Les athlètes d’élite restent très vulnérables à des pressions uniques. En revanche, les étudiants et les athlètes récréatifs qui cherchent à améliorer leur bien-être mental peuvent trouver un soulagement en pratiquant de l’exercice physique. Mais l’exercice seul ne garantit pas une protection contre les problèmes de santé mentale, soulignent les cliniciens. Pour les athlètes d’élite qui souffrent de troubles mentaux et les athlètes occasionnels pour qui l’activité physique ne soulage ni le stress ni l’anxiété, il y a peu de choix possible.
« Ce paradoxe met en lumière un problème de traitement. Les athlètes d’élite ont souvent besoin de traitements alternatifs. Mais même avant cela, ils ont besoin d’outils supplémentaires pour prendre soin de leur bien-être mental, chaque jour », ajoute le Dr Nearney.
Les solutions pharmacologiques telles que les ISRS peuvent provoquer de la fatigue, ce qui signifie qu’elles peuvent ne pas convenir aux athlètes d’élite ou être difficiles à tolérer pour la population générale, rendant les traitements non médicamenteux de plus en plus pertinents.
L’une des dernières alternatives, la stimulation transcrânienne par courant continu (tCDS), vient d’être approuvée par la FDA pour le traitement de la dépression à domicile, après des approbations au Royaume-Uni, dans l’UE, en Australie et dans d’autres pays. Des dispositifs tDCS qui aident à réguler le bien-être émotionnel quotidien existent également, avec des améliorations de la qualité du sommeil et de l’humeur exprimées.
En plus de son efficacité, le tCDS ne présente pas les préoccupations couramment associées aux solutions pharmacologiques.
Les pressions uniques auxquelles sont confrontés les athlètes d’élite soulignent la nécessité de changer notre façon de penser concernant la disponibilité des traitements, les préférences et l’adéquation globale.

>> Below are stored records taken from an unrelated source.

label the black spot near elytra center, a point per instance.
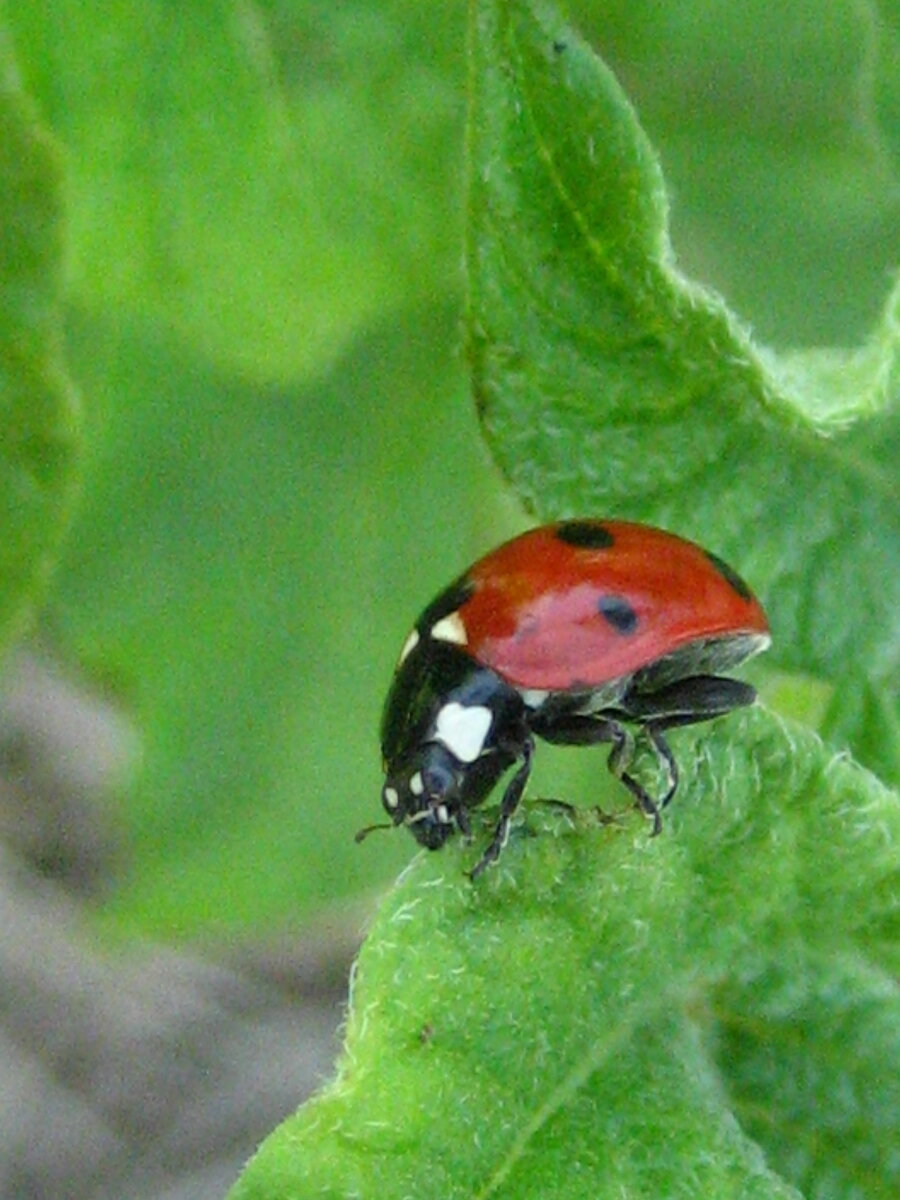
(730, 575)
(585, 534)
(618, 612)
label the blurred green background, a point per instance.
(267, 291)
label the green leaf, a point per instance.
(610, 383)
(259, 178)
(823, 1039)
(597, 1015)
(39, 415)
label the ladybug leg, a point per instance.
(665, 759)
(582, 729)
(508, 807)
(623, 750)
(465, 825)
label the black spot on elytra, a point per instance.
(618, 612)
(450, 600)
(730, 576)
(586, 534)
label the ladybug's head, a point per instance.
(425, 795)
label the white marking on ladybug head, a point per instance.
(408, 647)
(391, 798)
(463, 729)
(450, 629)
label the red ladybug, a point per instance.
(571, 633)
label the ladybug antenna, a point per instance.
(361, 834)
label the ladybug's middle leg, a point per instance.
(581, 729)
(508, 807)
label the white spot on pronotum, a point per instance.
(463, 729)
(450, 629)
(391, 798)
(408, 646)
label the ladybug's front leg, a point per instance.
(508, 807)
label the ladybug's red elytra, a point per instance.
(574, 633)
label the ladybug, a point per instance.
(576, 633)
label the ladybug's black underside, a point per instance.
(432, 789)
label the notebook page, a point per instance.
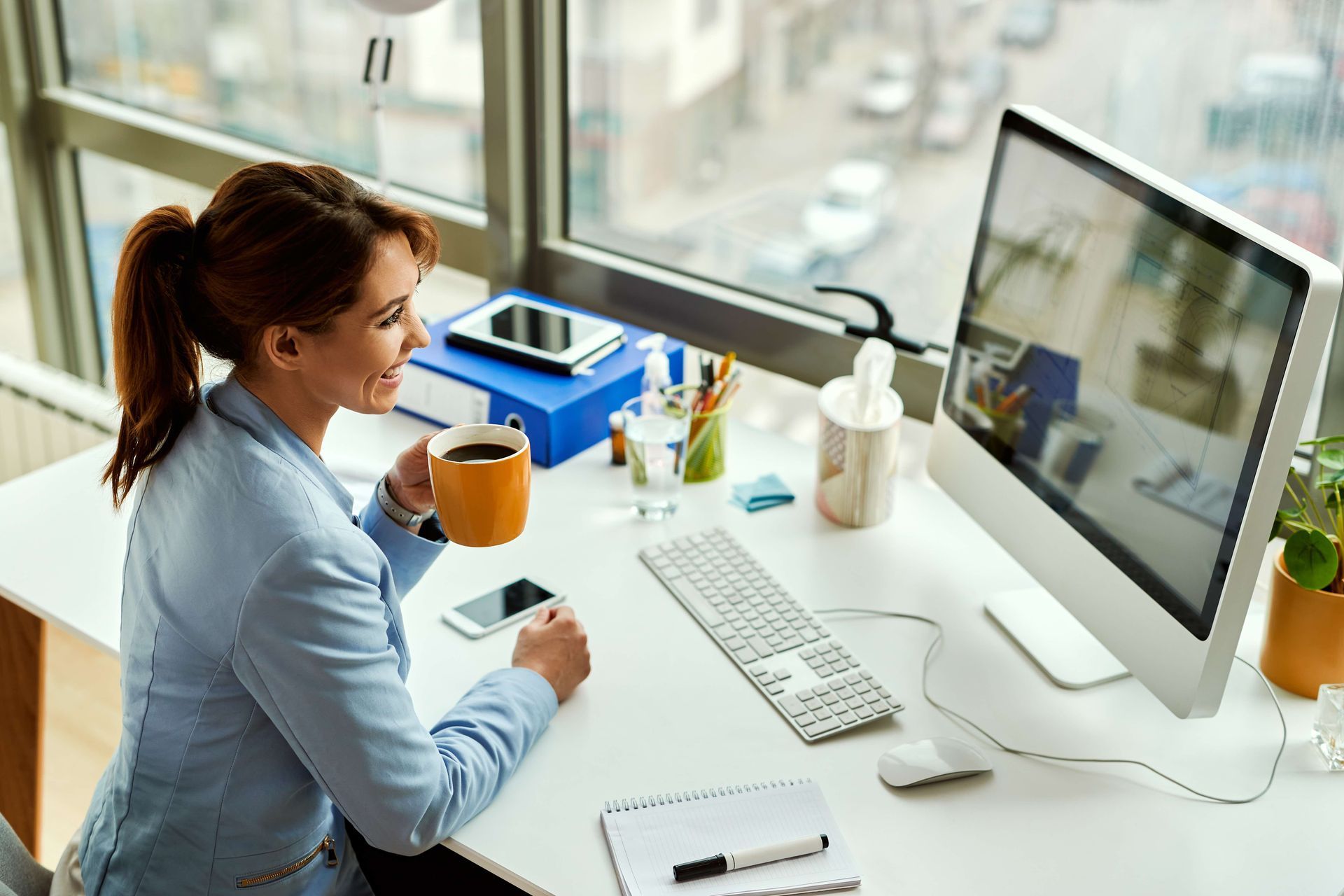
(647, 843)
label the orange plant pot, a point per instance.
(1304, 636)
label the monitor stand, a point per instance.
(1054, 640)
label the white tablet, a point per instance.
(537, 335)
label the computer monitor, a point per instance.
(1129, 378)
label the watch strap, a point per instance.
(396, 511)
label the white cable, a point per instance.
(956, 716)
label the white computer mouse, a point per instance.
(923, 762)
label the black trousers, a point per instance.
(436, 871)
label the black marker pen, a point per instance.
(755, 856)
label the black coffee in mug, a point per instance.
(479, 453)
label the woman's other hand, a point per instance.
(554, 645)
(409, 477)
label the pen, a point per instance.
(755, 856)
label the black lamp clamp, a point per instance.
(886, 326)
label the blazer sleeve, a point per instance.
(410, 555)
(312, 649)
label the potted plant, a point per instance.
(1304, 628)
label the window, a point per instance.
(289, 74)
(115, 197)
(17, 335)
(790, 144)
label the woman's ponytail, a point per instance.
(156, 358)
(279, 244)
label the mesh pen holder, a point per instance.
(706, 447)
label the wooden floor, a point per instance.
(84, 723)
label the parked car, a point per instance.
(855, 199)
(987, 76)
(892, 86)
(953, 117)
(1028, 23)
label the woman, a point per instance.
(267, 727)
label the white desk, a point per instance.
(664, 710)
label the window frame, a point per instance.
(519, 239)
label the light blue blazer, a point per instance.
(262, 678)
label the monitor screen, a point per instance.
(1121, 355)
(536, 328)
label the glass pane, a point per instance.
(17, 333)
(115, 195)
(776, 146)
(289, 74)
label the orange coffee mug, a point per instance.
(482, 476)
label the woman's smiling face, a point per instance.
(360, 356)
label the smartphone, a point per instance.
(500, 608)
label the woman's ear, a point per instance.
(284, 346)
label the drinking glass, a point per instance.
(656, 448)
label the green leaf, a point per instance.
(1329, 479)
(1332, 458)
(1310, 559)
(1281, 517)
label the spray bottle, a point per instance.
(657, 374)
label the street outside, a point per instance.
(1140, 74)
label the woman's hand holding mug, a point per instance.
(409, 481)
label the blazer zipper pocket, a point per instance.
(257, 880)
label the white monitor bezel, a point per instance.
(1187, 673)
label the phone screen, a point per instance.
(537, 328)
(502, 603)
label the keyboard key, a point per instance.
(760, 645)
(823, 726)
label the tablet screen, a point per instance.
(536, 328)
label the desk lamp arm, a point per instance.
(886, 326)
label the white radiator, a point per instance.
(48, 414)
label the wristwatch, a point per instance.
(396, 511)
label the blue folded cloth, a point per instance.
(765, 492)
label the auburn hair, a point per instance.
(279, 244)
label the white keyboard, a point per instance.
(790, 656)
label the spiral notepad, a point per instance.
(650, 834)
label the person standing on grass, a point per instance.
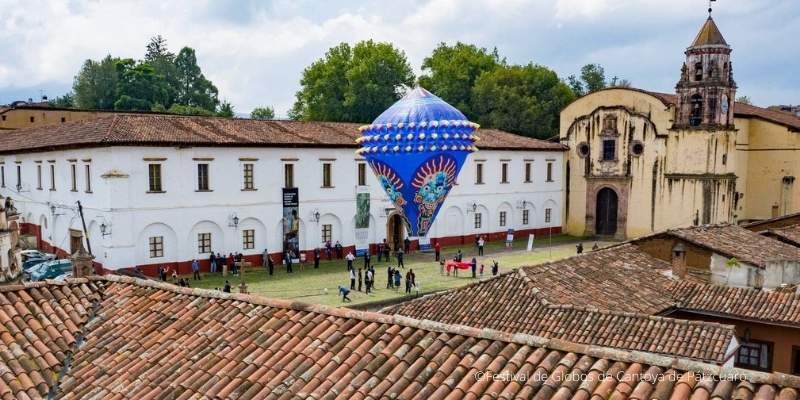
(195, 270)
(400, 258)
(212, 260)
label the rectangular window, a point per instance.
(88, 169)
(609, 150)
(203, 243)
(754, 355)
(249, 239)
(52, 177)
(326, 175)
(362, 174)
(247, 170)
(202, 177)
(288, 175)
(73, 175)
(156, 246)
(154, 177)
(327, 233)
(527, 172)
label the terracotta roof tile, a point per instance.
(170, 130)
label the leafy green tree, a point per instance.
(193, 89)
(263, 113)
(352, 84)
(95, 86)
(139, 87)
(451, 71)
(225, 110)
(65, 101)
(521, 99)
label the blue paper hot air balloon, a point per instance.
(416, 148)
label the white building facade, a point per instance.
(153, 205)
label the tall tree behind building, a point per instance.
(451, 71)
(352, 84)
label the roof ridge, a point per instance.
(660, 360)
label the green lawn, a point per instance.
(320, 285)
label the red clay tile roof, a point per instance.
(789, 234)
(774, 306)
(570, 299)
(172, 130)
(153, 340)
(735, 241)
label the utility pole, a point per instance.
(85, 233)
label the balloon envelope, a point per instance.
(416, 148)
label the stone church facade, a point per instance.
(641, 162)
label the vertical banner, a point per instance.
(362, 220)
(291, 223)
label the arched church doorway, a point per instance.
(606, 213)
(395, 231)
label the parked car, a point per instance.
(49, 270)
(27, 254)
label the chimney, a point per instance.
(679, 261)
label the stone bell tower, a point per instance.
(706, 90)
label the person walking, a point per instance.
(474, 267)
(343, 291)
(212, 261)
(195, 270)
(400, 258)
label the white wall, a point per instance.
(120, 200)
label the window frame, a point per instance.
(248, 239)
(155, 175)
(155, 246)
(203, 242)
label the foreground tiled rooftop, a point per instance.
(152, 340)
(174, 130)
(735, 241)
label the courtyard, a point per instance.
(320, 286)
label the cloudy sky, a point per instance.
(255, 51)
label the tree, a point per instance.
(521, 99)
(225, 110)
(352, 84)
(95, 86)
(451, 72)
(262, 113)
(139, 87)
(65, 101)
(192, 87)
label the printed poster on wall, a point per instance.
(291, 223)
(362, 220)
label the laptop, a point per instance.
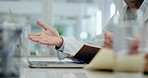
(51, 62)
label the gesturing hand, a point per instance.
(49, 36)
(108, 40)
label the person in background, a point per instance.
(68, 46)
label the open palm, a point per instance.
(49, 36)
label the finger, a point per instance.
(42, 25)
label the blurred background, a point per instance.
(81, 19)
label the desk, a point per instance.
(68, 73)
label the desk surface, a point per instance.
(70, 73)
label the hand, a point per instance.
(133, 48)
(49, 36)
(108, 40)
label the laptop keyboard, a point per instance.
(52, 62)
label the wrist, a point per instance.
(60, 42)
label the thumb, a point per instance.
(42, 25)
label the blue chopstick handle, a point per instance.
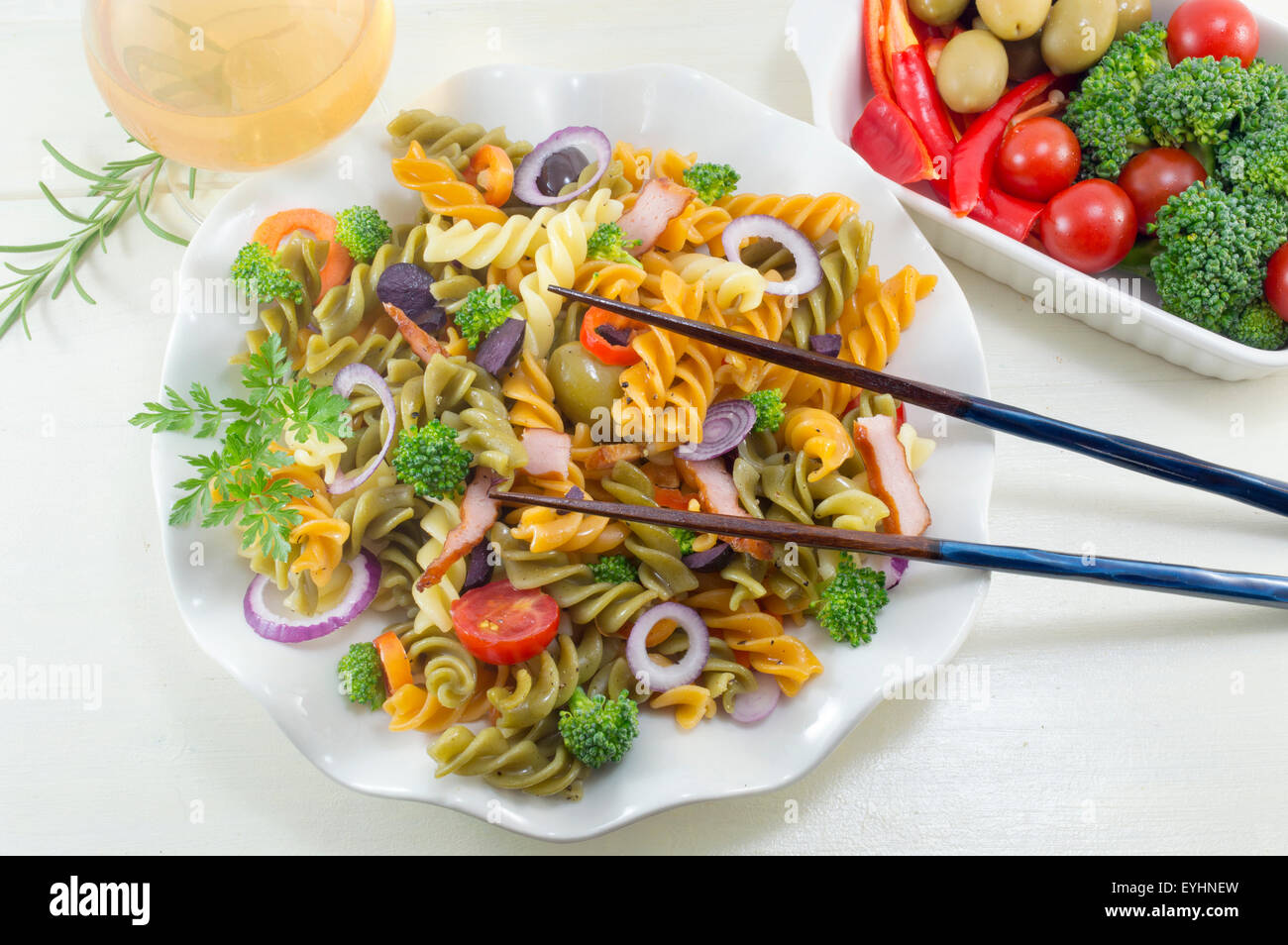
(1266, 589)
(1256, 490)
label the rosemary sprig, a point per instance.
(121, 185)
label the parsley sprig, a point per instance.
(235, 484)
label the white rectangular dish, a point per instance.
(825, 37)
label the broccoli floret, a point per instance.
(258, 273)
(711, 180)
(596, 729)
(849, 602)
(609, 242)
(771, 411)
(1258, 326)
(1104, 110)
(361, 675)
(1270, 88)
(483, 310)
(1214, 246)
(430, 460)
(1257, 159)
(684, 538)
(614, 570)
(1198, 103)
(362, 231)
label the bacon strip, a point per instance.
(889, 475)
(549, 451)
(660, 202)
(608, 456)
(719, 496)
(420, 342)
(480, 512)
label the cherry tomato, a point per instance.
(501, 625)
(1212, 27)
(1276, 282)
(1090, 227)
(600, 347)
(1154, 176)
(1038, 158)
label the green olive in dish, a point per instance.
(1014, 20)
(938, 12)
(973, 69)
(1132, 16)
(583, 382)
(1025, 58)
(1077, 34)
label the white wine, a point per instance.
(237, 85)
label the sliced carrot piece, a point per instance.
(394, 661)
(275, 228)
(417, 339)
(492, 171)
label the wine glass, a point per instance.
(230, 86)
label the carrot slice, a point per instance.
(394, 661)
(279, 226)
(417, 339)
(492, 171)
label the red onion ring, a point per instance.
(751, 707)
(892, 567)
(348, 377)
(722, 429)
(585, 140)
(661, 679)
(809, 271)
(292, 630)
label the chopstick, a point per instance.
(1248, 488)
(1265, 589)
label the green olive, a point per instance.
(583, 382)
(1025, 58)
(938, 12)
(1014, 20)
(1077, 34)
(971, 73)
(1132, 16)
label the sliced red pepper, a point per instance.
(872, 51)
(885, 138)
(971, 168)
(600, 347)
(914, 86)
(934, 50)
(1006, 214)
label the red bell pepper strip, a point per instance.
(885, 138)
(872, 52)
(1006, 214)
(914, 86)
(971, 170)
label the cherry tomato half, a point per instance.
(1090, 227)
(600, 347)
(1154, 176)
(1276, 282)
(501, 625)
(1038, 158)
(1212, 27)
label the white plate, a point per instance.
(828, 43)
(931, 609)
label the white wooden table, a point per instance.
(1117, 721)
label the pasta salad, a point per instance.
(400, 377)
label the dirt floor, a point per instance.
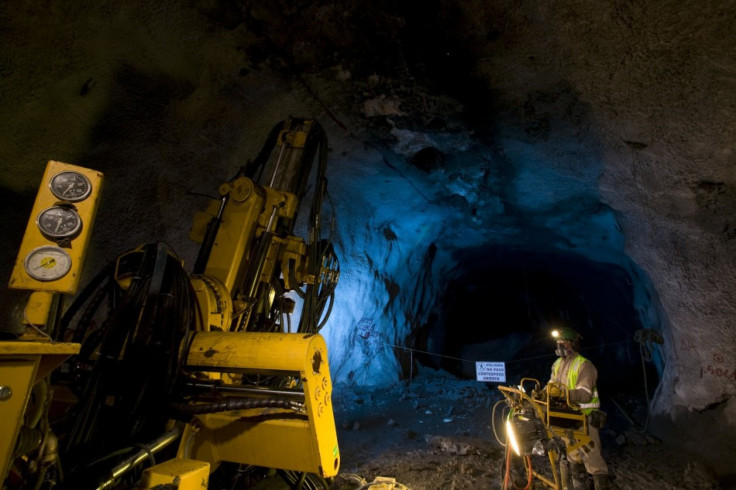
(436, 433)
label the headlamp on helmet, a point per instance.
(565, 333)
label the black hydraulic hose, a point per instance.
(81, 299)
(209, 240)
(236, 404)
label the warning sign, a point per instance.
(490, 372)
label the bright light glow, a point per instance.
(511, 437)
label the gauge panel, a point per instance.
(47, 263)
(70, 186)
(59, 222)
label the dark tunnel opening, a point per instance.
(502, 304)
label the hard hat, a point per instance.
(565, 333)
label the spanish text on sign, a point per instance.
(490, 372)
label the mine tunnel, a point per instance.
(495, 170)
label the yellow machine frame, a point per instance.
(26, 361)
(552, 415)
(273, 437)
(250, 246)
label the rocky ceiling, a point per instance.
(582, 146)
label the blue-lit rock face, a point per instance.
(494, 169)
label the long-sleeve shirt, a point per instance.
(587, 378)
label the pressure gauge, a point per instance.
(59, 222)
(70, 186)
(47, 263)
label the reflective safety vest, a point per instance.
(572, 380)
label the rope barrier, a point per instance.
(412, 351)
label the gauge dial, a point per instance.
(59, 222)
(70, 186)
(47, 263)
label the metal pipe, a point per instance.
(245, 390)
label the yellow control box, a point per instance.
(59, 229)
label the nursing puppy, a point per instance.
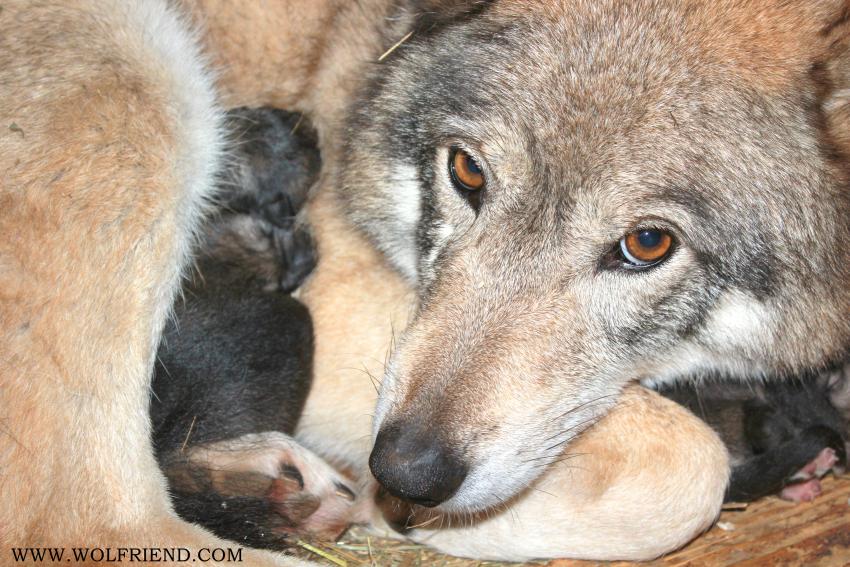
(234, 367)
(782, 436)
(558, 188)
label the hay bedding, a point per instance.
(768, 532)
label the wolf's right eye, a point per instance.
(644, 248)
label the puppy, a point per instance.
(782, 436)
(234, 367)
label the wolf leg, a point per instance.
(108, 148)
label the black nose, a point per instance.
(412, 464)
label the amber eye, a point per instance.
(465, 172)
(643, 248)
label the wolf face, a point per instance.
(587, 193)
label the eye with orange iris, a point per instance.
(465, 172)
(647, 247)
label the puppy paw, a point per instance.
(261, 486)
(802, 491)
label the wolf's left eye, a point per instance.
(644, 248)
(465, 172)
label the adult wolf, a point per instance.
(572, 195)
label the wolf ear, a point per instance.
(832, 75)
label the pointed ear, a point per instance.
(832, 76)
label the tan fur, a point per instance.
(95, 220)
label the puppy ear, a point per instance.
(432, 14)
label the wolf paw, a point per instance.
(261, 489)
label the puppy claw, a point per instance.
(802, 492)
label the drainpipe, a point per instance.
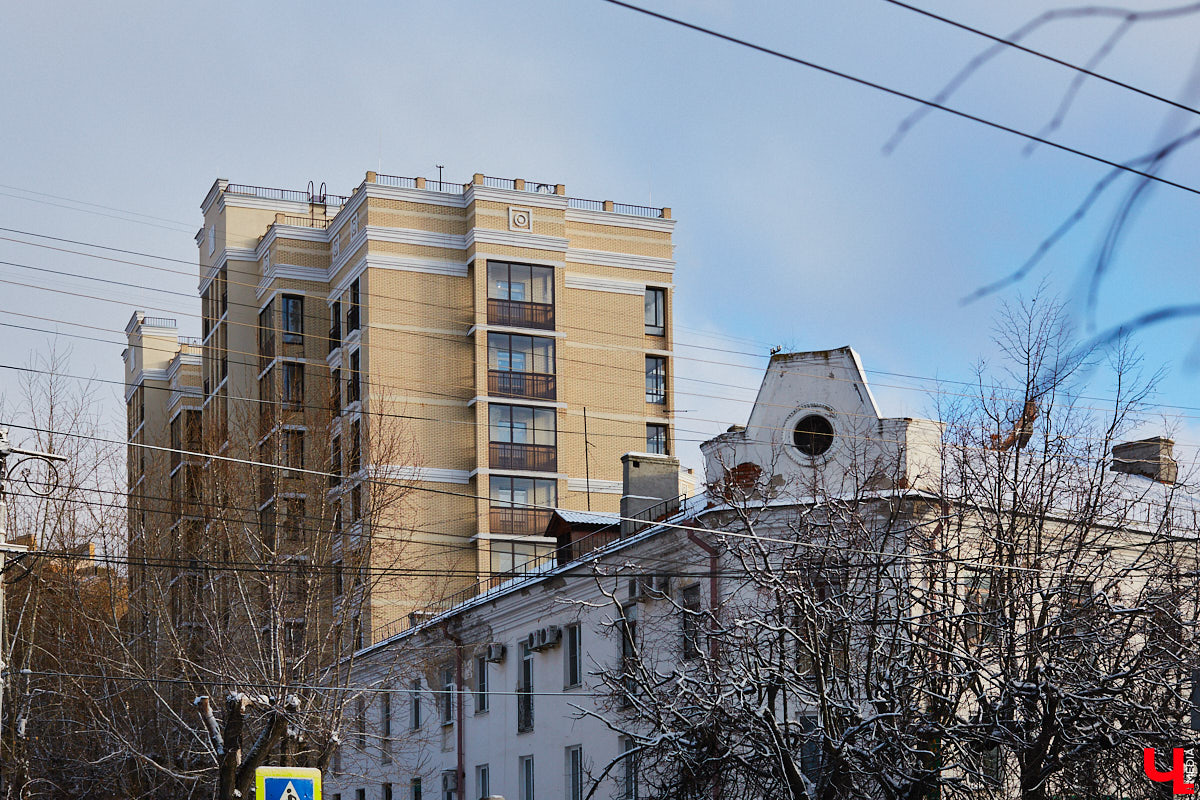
(714, 602)
(459, 733)
(714, 591)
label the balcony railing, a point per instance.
(508, 455)
(529, 385)
(520, 314)
(519, 522)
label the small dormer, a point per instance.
(816, 428)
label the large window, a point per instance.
(522, 505)
(657, 439)
(520, 294)
(655, 311)
(655, 379)
(293, 318)
(522, 438)
(521, 366)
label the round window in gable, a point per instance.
(813, 435)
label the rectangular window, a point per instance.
(293, 318)
(527, 779)
(655, 379)
(293, 385)
(385, 728)
(575, 773)
(352, 312)
(481, 701)
(335, 325)
(445, 702)
(690, 608)
(483, 782)
(574, 656)
(525, 690)
(629, 782)
(657, 439)
(655, 311)
(353, 385)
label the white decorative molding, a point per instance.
(624, 260)
(423, 474)
(515, 239)
(619, 220)
(520, 218)
(598, 486)
(577, 281)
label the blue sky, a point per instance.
(795, 228)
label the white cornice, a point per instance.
(515, 239)
(618, 220)
(597, 486)
(577, 281)
(423, 474)
(625, 260)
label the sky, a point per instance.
(796, 228)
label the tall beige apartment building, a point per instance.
(477, 353)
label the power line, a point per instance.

Cela souligne également la nécessité de réévaluer les croyances courantes sur la façon dont l’exercice, le stress et la santé mentale s’entrecroisent, en particulier dans le sport de haute performance.
À propos de la neuroscience du flux
Flow Neuroscience est une entreprise de santé spécialisée dans les thérapies et dispositifs tDCS. En 2016, elle a été cofondée en Suède par Daniel Mansson, psychologue clinicien, et Erik Rehn, ingénieur. Erin Lee a rejoint le poste de PDG en 2022, après avoir travaillé auparavant chez Google, Uber et Babylon, et l’entreprise est désormais basée au Royaume-Uni. Flow est le seul dispositif médical tDCS à domicile ayant une efficacité cliniquement prouvée dans le traitement de la dépression, approuvé sur tous les grands marchés : par l’American Food and Drug Administration (FDA), le National Health Service (NHS) du Royaume-Uni, l’Australian Therapeutic Goods Administration (TGA), et ayant adopté des réglementations en Europe, en Norvège, en Suisse et à Hong Kong.